その後、超ひも理論の流行で、この宇宙は私たちが知覚できない高次元に存在するって考えられるようになって、私たちの宇宙とは余剰次元で隔てられたところに無限の宇宙が存在するっていう、ランドスケープって考え方が登場した。それによると、たった今、この場所に、余剰次元に隔てられたパラレルワールドが無数に存在しているはずなのよ」
母の話は展開が早すぎて、すぐには理解できなかった。取りあえず、彼女がパラレルワールドはあることを前提として話していたので、マイアはそのつもりで聞いてみた。
「なんかよくわからないけど、パラレルワールドはあるんだね? でも、そんな宇宙の外側なんて遠い場所にあっても、別の私に会いに行けるわけでもないんだし、意味はないんじゃないの?」
「違う違う、パラレルワールドはここにあるのよ……そうね。こう考えてみて?」
すると母はテーブルに置いてあったメモ用紙を二枚破り取って、片方に彦星、もう片方に織姫と書きなぐった。
「ここに二枚の紙があるけど、これらはそれぞれ別々の二次元の宇宙って考えてみて。用紙Aには彦星が住んでいて、用紙Bには織姫が住んでいる。二人はとても近くに住んでいるけど、別々の宇宙にいるから決して出会うことが出来ないの。例えばこうして二枚を重ねてみたら、二人は殆ど同じ場所、距離にして1ミリもない場所にいるのに、用紙Aに住む彦星は、用紙Bに住んでる織姫のところへは、3次元の壁に阻まれて絶対にたどり着くことは出来ない。
私たちの宇宙もこれと同じように、今この場所にパラレルワールドが存在しているんだけど、それは余剰次元の壁に阻まれて見ることが出来ないのよ。その距離は大きく見積もって1ミリ程度って言われてる。つまり、さっきの織姫と彦星みたいに、今この瞬間、私と私のそっくりさんはぴったり重なって存在しているんだけど、私たちはそれに気づけないってわけ」
「いまここに、私が無限に存在してるってこと?」
たとえ、目に見えていなくてもゾッとしない話である。マイアはそれを想像して厭な気分になったが、科学者である母の方は、もっと違うものが見えてるようだった。
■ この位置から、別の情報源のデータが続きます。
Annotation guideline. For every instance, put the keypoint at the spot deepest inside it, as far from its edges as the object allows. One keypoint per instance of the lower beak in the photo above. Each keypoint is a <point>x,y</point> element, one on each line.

「そう……余剰次元を挟んで、私たちは無限に存在する。光は4次元の壁を越えられないけど、重力は越えることが出来るから、パラレルワールドの私の質量が、私に届いているかも知れない。そう考えると、もしかして私たちは、重力を使って何らかの情報をやり取りしているかも知れないわよね。それが世界線を生み出して、私たちは主観によってそれを切り分けているのかも知れない……だからお父さんや睦月君が生きている世界も……スバルが生きている世界があってもいいのかも知れないわ」
気がつけば、母はまた深淵を覗き込むような遠い目をしていた。子供の頃からよく見る目だった。こういう時の母は全然話を聞いてくれなかったから、子供の頃はこの目が嫌いで仕方がなかった。
でも大きくなった今にして思えば分かる。きっとこういう時の彼女は、頭の中が忙しくて仕方なかったのだ。そう、今は受け入れることが出来た。
それにしても、母は何を考えているのだろうか……そんな風に黙りこくってしまった母の顔を見つめていたら、その言葉は唐突に投げられた。
「……ねえ? マイアちゃん。あなたは心臓移植を受けた後から、おかしな夢を見るって言ってたそうね?」
「え? うん……話してなかったっけ?」
「ええ……ところで、もしかして……KAIという名前に心当たりはないかしら?」
マイアは思わず口から心臓が飛び出てしまうんじゃないかと言うくらい驚いた。KAIとは甲斐のことだろうか? どうして母がその名前を?
慌てて母の顔を見つめると、母もまたあの深淵を覗き込むようなドロッとした瞳で、マイアのことを見つめていた。その雰囲気からしても母が冗談を言っているわけではなさそうだった。多分、二人の頭の中にある甲斐は一致していた。